Panini Group, established more than 50 years ago in Modena, Italy with subsidiaries throughout Europe, Latin America and the United States, is the world leader in the published collectable sector and the leading multi-national publisher of comics, children’s magazines, and manga in Europe and Latin America. The company has distribution channels in more than 110 countries and employs a staff of almost 1000. For more information visit www.paninigroup.com
Panini is headquartered in Italy, home to its financial and management accounting teams. Under Italian law, there are strict provisions for administrative liability of companies regarding crimes committed by a business representative. This is unsurprising, given the scale of the problem: bribery and corruption cost the Italian economy an estimated €60 billion per year. This area of law falls under Legislative Decree 231/2001.
Prior to 2012, individuals were liable under Italian law for mistakes made or illegal actions taken at an organisation.
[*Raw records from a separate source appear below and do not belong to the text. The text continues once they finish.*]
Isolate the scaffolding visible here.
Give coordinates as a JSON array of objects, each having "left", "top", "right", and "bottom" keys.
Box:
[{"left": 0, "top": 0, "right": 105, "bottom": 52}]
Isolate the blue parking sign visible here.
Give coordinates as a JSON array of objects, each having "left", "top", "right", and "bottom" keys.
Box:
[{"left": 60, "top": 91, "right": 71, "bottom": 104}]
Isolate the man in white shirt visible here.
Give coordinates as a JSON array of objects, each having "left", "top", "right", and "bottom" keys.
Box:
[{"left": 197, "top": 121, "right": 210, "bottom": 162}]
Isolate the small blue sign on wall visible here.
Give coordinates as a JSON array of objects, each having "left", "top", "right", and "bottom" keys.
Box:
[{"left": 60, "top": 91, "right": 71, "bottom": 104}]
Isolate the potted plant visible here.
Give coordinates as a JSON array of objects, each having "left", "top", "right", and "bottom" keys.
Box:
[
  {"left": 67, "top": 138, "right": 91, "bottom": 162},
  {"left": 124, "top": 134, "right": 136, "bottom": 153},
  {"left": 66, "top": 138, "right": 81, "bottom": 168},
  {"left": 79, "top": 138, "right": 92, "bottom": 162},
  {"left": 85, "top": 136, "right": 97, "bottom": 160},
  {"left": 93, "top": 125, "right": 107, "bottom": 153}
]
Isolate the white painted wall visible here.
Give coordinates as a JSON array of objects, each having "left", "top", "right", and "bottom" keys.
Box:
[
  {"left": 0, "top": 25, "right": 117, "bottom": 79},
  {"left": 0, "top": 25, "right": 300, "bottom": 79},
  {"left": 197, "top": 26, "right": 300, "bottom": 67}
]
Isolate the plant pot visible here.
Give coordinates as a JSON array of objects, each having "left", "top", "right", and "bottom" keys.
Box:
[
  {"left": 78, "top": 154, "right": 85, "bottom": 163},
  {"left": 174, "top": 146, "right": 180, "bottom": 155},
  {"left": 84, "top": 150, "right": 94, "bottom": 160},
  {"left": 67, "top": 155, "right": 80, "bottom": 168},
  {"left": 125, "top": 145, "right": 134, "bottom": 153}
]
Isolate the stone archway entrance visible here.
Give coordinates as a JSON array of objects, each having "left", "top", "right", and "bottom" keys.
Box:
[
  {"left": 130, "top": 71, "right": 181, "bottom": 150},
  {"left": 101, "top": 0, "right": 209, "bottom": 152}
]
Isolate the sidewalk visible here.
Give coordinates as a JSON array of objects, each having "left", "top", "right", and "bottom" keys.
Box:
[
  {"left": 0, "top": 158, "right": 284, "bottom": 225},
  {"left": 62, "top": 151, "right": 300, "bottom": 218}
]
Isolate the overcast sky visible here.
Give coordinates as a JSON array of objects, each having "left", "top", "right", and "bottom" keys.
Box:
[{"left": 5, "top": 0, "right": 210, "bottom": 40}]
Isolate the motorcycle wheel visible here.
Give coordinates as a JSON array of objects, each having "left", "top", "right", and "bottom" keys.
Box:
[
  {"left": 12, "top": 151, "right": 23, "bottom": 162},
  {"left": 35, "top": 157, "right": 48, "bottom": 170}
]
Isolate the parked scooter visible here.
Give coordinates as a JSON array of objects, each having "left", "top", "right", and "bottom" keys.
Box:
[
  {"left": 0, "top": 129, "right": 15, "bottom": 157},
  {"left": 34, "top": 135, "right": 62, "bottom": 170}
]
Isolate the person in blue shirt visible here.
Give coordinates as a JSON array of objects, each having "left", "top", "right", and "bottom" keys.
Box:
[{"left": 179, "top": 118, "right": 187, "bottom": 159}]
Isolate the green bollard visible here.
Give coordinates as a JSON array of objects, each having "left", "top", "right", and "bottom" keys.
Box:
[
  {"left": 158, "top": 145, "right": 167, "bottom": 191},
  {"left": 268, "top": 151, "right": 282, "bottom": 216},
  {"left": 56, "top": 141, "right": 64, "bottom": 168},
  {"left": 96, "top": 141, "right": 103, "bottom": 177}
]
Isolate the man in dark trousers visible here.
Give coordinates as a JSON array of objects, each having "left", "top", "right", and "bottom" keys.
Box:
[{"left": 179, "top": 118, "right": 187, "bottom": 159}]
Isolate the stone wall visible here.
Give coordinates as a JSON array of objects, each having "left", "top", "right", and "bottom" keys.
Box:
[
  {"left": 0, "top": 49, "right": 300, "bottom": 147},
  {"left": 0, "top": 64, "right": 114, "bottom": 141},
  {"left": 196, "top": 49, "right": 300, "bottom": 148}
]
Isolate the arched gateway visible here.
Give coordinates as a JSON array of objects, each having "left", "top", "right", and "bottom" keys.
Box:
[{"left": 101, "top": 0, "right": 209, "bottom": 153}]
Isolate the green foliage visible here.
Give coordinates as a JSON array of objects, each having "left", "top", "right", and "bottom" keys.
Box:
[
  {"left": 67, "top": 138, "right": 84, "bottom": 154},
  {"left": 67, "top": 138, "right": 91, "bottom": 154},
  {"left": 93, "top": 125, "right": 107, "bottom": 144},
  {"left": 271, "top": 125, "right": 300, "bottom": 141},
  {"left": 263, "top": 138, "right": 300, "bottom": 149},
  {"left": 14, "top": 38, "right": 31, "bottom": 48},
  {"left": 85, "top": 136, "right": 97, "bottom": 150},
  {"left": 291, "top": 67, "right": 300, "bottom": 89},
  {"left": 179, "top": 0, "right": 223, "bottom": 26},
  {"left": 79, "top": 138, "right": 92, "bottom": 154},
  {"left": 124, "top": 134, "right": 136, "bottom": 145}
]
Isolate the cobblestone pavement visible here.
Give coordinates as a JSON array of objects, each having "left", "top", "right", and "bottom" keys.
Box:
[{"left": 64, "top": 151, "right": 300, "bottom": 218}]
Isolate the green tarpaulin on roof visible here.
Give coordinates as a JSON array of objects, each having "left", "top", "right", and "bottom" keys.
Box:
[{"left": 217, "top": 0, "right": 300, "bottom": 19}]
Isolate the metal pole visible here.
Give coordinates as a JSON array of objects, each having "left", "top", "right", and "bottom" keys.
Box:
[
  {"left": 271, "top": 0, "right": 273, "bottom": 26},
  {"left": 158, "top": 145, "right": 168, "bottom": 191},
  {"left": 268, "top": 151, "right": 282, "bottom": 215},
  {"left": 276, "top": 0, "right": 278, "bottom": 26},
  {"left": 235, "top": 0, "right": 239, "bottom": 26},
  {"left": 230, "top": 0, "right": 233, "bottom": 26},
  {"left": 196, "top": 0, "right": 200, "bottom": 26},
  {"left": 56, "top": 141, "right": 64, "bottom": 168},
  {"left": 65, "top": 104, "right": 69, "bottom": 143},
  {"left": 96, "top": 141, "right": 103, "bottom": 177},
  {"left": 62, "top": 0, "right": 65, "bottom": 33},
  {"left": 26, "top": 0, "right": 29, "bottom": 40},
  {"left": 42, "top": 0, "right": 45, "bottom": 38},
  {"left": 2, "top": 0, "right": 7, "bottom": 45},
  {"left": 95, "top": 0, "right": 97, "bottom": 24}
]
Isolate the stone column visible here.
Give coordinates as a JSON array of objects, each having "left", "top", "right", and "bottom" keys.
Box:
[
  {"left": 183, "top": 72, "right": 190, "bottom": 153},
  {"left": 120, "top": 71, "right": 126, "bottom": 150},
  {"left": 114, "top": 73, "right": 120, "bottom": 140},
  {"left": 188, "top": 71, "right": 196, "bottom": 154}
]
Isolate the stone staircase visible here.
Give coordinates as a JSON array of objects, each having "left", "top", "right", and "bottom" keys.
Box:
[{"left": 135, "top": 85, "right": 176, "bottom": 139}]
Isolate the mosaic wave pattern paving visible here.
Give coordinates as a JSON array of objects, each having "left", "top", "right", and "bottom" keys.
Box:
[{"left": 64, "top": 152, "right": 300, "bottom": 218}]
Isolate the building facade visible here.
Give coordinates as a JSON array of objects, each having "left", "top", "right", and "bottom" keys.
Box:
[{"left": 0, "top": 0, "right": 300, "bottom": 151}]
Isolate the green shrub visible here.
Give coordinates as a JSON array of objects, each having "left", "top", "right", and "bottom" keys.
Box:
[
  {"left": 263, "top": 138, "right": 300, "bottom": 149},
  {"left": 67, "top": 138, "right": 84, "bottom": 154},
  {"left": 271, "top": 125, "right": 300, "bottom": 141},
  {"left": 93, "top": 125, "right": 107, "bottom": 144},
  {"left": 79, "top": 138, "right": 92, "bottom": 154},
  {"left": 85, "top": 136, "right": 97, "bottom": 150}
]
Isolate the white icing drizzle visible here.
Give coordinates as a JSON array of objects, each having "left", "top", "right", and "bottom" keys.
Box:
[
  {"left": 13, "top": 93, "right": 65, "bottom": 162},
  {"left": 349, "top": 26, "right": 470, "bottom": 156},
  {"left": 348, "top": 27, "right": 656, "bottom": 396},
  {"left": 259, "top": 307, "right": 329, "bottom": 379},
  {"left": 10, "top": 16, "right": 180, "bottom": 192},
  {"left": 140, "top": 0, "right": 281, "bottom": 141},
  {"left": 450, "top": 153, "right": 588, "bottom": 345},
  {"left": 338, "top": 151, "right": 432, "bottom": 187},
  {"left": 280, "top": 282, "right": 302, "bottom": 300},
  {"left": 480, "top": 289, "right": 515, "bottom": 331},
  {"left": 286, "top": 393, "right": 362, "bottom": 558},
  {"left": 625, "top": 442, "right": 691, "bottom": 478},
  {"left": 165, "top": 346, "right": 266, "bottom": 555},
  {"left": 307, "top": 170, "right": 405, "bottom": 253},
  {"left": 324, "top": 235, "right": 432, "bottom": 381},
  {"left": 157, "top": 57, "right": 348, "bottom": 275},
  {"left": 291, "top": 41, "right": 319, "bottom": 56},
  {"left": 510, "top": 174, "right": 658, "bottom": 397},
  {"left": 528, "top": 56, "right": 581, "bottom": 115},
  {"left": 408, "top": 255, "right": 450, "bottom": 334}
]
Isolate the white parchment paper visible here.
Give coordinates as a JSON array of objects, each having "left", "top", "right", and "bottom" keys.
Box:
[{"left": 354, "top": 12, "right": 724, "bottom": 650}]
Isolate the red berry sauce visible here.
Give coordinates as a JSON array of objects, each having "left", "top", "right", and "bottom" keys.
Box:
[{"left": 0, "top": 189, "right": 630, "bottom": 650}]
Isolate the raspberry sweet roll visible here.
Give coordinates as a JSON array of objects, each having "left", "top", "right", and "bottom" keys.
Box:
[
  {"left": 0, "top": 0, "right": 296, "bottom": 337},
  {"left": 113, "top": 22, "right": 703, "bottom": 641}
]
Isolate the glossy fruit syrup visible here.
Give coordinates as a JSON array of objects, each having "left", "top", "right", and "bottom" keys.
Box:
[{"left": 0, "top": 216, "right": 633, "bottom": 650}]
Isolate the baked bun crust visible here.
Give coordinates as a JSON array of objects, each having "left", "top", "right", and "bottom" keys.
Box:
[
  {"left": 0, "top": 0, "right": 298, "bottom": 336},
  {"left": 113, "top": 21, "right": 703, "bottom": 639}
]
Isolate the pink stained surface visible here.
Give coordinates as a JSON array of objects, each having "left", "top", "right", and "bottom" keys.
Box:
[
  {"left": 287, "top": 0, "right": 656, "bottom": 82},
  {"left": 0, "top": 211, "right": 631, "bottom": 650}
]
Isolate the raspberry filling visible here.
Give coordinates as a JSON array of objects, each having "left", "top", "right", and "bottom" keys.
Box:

Things changed with the introduction of a new Anti-Corruption law, Law no. 190. In consequence, any act of bribery or corruption by any employee acting on behalf of the company could result in administrative liability to the company under that law. This meant that companies needed the correct processes in place to ensure that it had done everything it could to mitigate against such activities.
Panini previously managed its financial reconciliations in spreadsheets and relied on the teams informing the CFO that all actions had been completed. There was no simple way
for the CFO to ensure that all reconciliations had been completed, and that they were correct, without manually checking each one.
By tightening its controls environment and automating the reconciliation process, Panini could ensure that it complied with Law 231/2001.